Pack references in a transaction
The current housekeeping approach is working on the repository concurrently with the TransactionManager
. This is not okay as the TransactionManager is expected to be the single writer into the repository. We'll thus need a different method for packing references of a repository to synchronize it with all other access.
We should move the reference packing to happen in a transaction. The reference packing can then happen in isolation with its own snapshot. The resulting changes can be committed through the TransactionManager for logging and applying. As we are packing the references in a snapshot, we have to check for conflicts at commit time. Having multiple reference packing operations in flight is wasteful, so there should only ever be one packing operation per repository in-flight.
Reference packing deletes the loose reference and moves them into the packed-refs
file. This then gives us two types of changes we need to log:
- The new
packed-refs
file - The loose references to delete
Logging those changes, and applying them to the repository from the log would mean the main repository would be in the same state as the snapshot was. This is ignoring any concurrent transactions.

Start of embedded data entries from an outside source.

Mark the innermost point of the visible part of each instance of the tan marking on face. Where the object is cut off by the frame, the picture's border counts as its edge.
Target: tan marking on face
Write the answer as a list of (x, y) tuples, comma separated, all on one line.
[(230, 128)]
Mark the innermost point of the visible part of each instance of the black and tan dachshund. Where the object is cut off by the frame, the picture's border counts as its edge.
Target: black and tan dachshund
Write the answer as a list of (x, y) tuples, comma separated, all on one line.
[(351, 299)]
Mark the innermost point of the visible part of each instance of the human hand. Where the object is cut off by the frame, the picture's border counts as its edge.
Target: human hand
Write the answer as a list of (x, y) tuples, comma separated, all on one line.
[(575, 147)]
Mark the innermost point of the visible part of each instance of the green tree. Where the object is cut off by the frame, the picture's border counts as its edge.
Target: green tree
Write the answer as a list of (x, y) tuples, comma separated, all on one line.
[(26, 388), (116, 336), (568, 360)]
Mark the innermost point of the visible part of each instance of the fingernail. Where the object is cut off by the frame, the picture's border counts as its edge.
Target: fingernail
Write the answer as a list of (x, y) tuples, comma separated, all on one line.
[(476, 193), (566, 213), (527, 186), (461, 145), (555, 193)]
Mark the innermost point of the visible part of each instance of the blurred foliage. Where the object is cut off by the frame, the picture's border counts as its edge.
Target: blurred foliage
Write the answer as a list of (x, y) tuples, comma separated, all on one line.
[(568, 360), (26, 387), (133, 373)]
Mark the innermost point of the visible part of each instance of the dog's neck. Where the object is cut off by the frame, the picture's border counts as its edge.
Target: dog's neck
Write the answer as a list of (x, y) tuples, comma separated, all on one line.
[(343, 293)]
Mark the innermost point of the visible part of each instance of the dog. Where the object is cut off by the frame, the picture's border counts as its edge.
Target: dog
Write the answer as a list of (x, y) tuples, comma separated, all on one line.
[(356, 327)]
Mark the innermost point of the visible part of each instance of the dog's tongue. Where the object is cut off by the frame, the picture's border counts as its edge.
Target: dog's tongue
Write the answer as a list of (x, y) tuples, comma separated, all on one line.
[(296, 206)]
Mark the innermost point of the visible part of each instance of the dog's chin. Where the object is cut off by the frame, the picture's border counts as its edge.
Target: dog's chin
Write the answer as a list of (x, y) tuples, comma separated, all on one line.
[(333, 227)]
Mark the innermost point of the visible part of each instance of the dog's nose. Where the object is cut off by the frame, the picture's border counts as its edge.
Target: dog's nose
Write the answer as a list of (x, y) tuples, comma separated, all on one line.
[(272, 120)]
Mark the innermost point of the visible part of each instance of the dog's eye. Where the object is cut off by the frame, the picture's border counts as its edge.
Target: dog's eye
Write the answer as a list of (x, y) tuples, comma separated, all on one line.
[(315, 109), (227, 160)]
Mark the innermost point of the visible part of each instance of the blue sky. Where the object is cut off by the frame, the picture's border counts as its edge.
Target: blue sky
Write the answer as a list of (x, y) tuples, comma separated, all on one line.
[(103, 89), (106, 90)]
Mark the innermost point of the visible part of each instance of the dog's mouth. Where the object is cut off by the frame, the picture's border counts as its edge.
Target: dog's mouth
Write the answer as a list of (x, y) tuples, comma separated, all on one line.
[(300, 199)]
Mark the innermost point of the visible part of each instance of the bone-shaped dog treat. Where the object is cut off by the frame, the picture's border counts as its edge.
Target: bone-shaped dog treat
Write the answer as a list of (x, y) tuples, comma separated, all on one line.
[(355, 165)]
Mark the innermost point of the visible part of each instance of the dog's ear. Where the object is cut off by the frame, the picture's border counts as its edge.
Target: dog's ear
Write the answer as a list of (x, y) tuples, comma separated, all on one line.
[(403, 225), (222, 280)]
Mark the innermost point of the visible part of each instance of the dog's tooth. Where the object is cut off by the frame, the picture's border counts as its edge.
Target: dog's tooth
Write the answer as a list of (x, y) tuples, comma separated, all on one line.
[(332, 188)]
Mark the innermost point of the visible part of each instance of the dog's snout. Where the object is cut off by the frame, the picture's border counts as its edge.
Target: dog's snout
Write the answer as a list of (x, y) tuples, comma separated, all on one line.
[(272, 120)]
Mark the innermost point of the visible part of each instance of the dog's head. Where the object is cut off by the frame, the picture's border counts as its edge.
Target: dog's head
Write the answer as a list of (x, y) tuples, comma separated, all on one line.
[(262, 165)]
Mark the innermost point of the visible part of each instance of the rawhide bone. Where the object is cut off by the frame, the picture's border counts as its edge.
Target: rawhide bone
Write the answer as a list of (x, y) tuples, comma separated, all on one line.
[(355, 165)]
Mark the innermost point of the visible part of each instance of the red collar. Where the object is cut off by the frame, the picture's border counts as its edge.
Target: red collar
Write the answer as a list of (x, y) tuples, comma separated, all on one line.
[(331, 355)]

Before committing the log entry, we have to check for conflicting concurrent reference changes:
- Reference creations are not problematic. They wouldn't be recorded in the transaction for deletion and are not included in the pack.

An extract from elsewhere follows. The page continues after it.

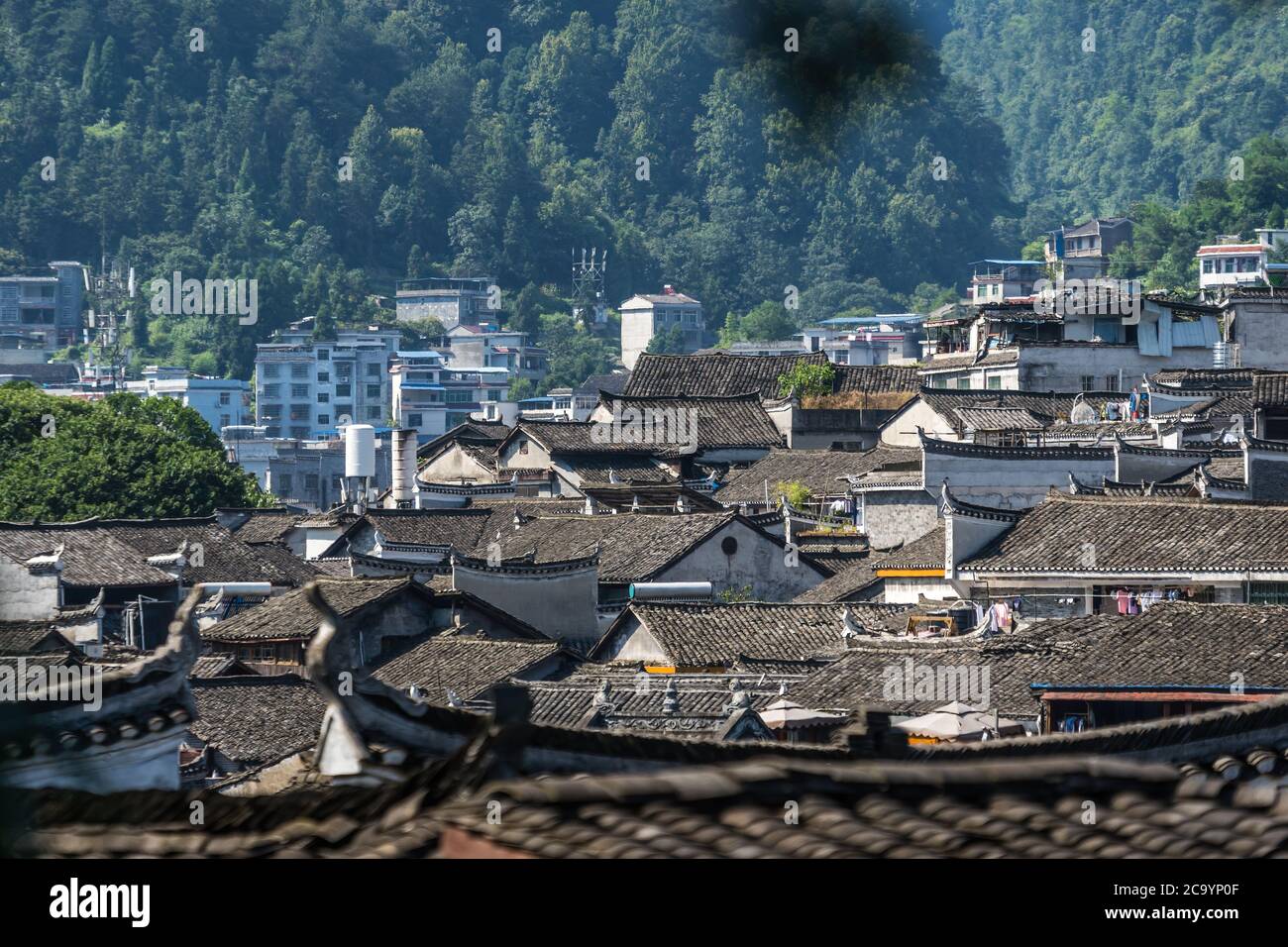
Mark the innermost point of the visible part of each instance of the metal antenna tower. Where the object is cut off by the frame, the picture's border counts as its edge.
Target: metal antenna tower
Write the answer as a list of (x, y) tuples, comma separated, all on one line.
[(588, 286)]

- Reference updates conflict with the loose reference deletion. The new updated reference would always be stored as a loose reference, so the conflict can be handled by dropping the loose reference deletion from the log entry. The pack may contain an old value of the reference but the new loose reference shadows it.
- Reference deletions are problematic. The
packed-refs
would contain an old value of a deleted reference. As there is no loose reference to shadow it, the reference would come back with the old value in thepacked-refs
file. The transaction must be aborted and the retried.
The above should allow for packing references concurrently in a transaction and handling conflicts which may arise.
The TransactionManager should track the number of loose reference in the repository and trigger reference packing as needed.